26 Mai Lydia Brovelli, membre honoraire du Conseil économique, social et environnemental (CESE)
Le dialogue social va devoir s’emparer de nouveaux sujets.
Qu’est-ce qui vous a amené à orienter votre parcours professionnel vers le champ des relations sociales ?
J’ai été cadre supérieure dans une grande entreprise et syndicaliste. A ce titre, j’ai siégé au Conseil économique social et environnemental. J’ai ensuite été conseillère sociale en Afrique où j’ai représenté le ministère du Travail et de la Santé pour mettre en place des programmes de coopération. Par la suite, je suis retournée travailler pour une entreprise d’assurance. Quel que soit l’endroit où j’ai exercé une activité j’ai toujours eu une démarche d’engagement, une attitude assez « militante ». Elle correspond à ma passion pour la concertation, le débat d’idées, la négociation.
Quel regard portez-vous sur le dialogue social depuis le début de la crise provoquée par la pandémie de covid-19 ? Quelles sont les évolutions souhaitables pour l’avenir et quelles seraient les pratiques à conserver ?
Le dialogue social a dû contribuer à gérer l’articulation entre activité et protection des salariés.
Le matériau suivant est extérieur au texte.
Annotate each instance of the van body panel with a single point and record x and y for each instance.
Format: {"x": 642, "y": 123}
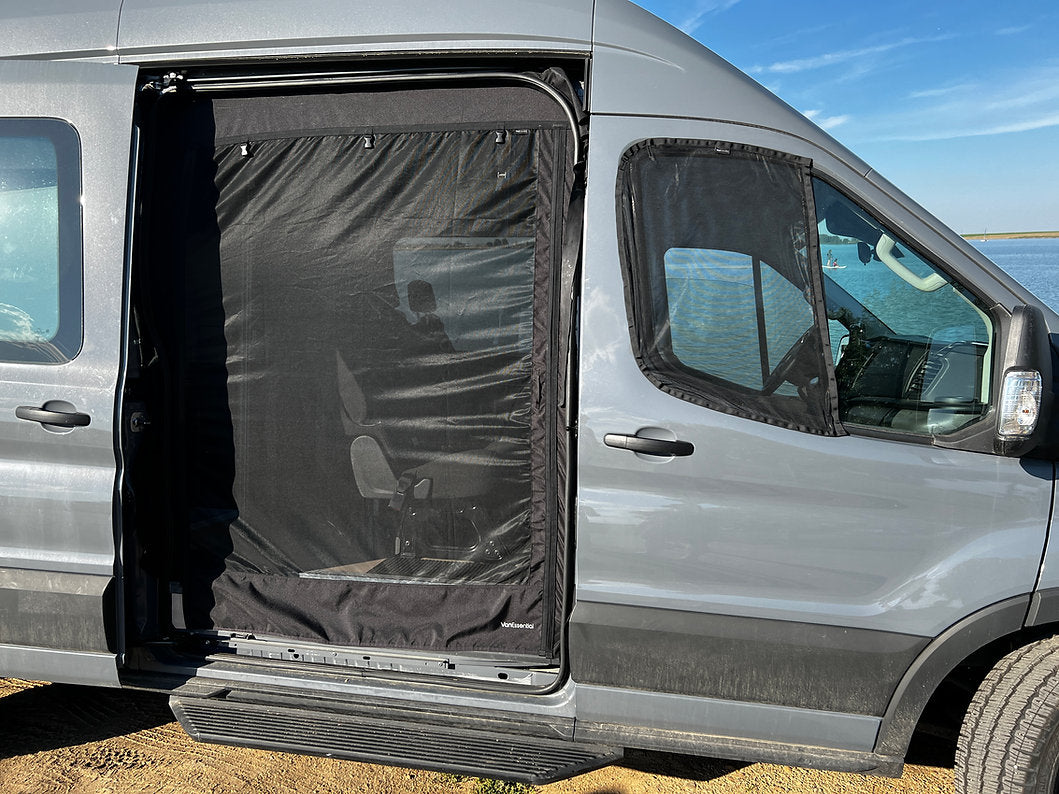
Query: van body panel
{"x": 739, "y": 659}
{"x": 57, "y": 29}
{"x": 57, "y": 534}
{"x": 153, "y": 30}
{"x": 1049, "y": 566}
{"x": 642, "y": 66}
{"x": 932, "y": 548}
{"x": 881, "y": 536}
{"x": 720, "y": 718}
{"x": 68, "y": 667}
Il n’a pas eu lieu de bonne façon partout et les relations se sont parfois tendues. Par ailleurs la réduction des délais de consultation et d’expertise qui a été autorisée est un mauvais signal : elle accrédite l’idée que le dialogue social fait perdre du temps et revient à nier la place des salariés et de leurs représentants dans la prise de décision.
Si la concertation à distance a eu le mérite de synthétiser, de gommer l’aspect « postures » qui existe parfois dans les concertations, les audioconférences ont un peu édulcoré les échanges et ont rendu plus difficile la consultation des salariés. C’est peut-être une forme à conserver dans les phases préparatoires aux négociations mais elle ne remplacera jamais le présentiel.
Par ailleurs le bilan qui sera établi nous dira ce qu’a été le contenu du dialogue pendant le confinement. Je crains qu’il se soit beaucoup focalisé sur l’immédiateté et les conditions sanitaires. La massification brutale du télétravail a eu des conséquences inattendues en termes de surcharge cognitive, d’accroissement des risques psycho-sociaux. La crise a conduit à s’interroger davantage sur le sens du travail, faisant envisager celui-ci plus seulement par son coût mais aussi par sa valeur. Le dialogue social va devoir s’emparer de tous ces sujets, du besoin de protections nouvelles, et pas seulement pour les acteurs des plates-formes et autres précaires. Ces questions ne pourront se contenter de négociations au seul niveau des entreprises -où l’on a voulu cantonner le dialogue social depuis quelques années. La branche et l’interprofessionnel devront reprendre du flambeau.
Vous êtes adhérente de l’association Réalités du dialogue social dont la vocation est de promouvoir le dialogue social. Pourquoi est-ce si important pour vous ?
J’ai toujours considéré que le dialogue social devait jouer un rôle important dans la définition de la stratégie des entreprises. Aujourd’hui une crise sociale, corollaire de la crise économique, se profile et une crise écologique est annoncée depuis longtemps. Pour y faire face il va falloir revoir beaucoup de schémas, renforcer les solidarités, performer toutes les interventions humaines. Cela ne pourra pas se définir sans le dialogue avec toutes les parties prenantes des entreprises -comme des administrations et autres organisations-. En contribuant à promouvoir cette démarche, en faisant connaître les réalisations, Réalités du dialogue social joue un rôle précieux.
Avez-vous vu un film ou lu un livre que vous recommanderiez à la communauté Réalités du dialogue social ?
En cette période où nous sommes privés de spectacles et d’expositions, je vous conseille la visite en ligne proposée par le musée de Giverny, à retrouver en cliquant ici.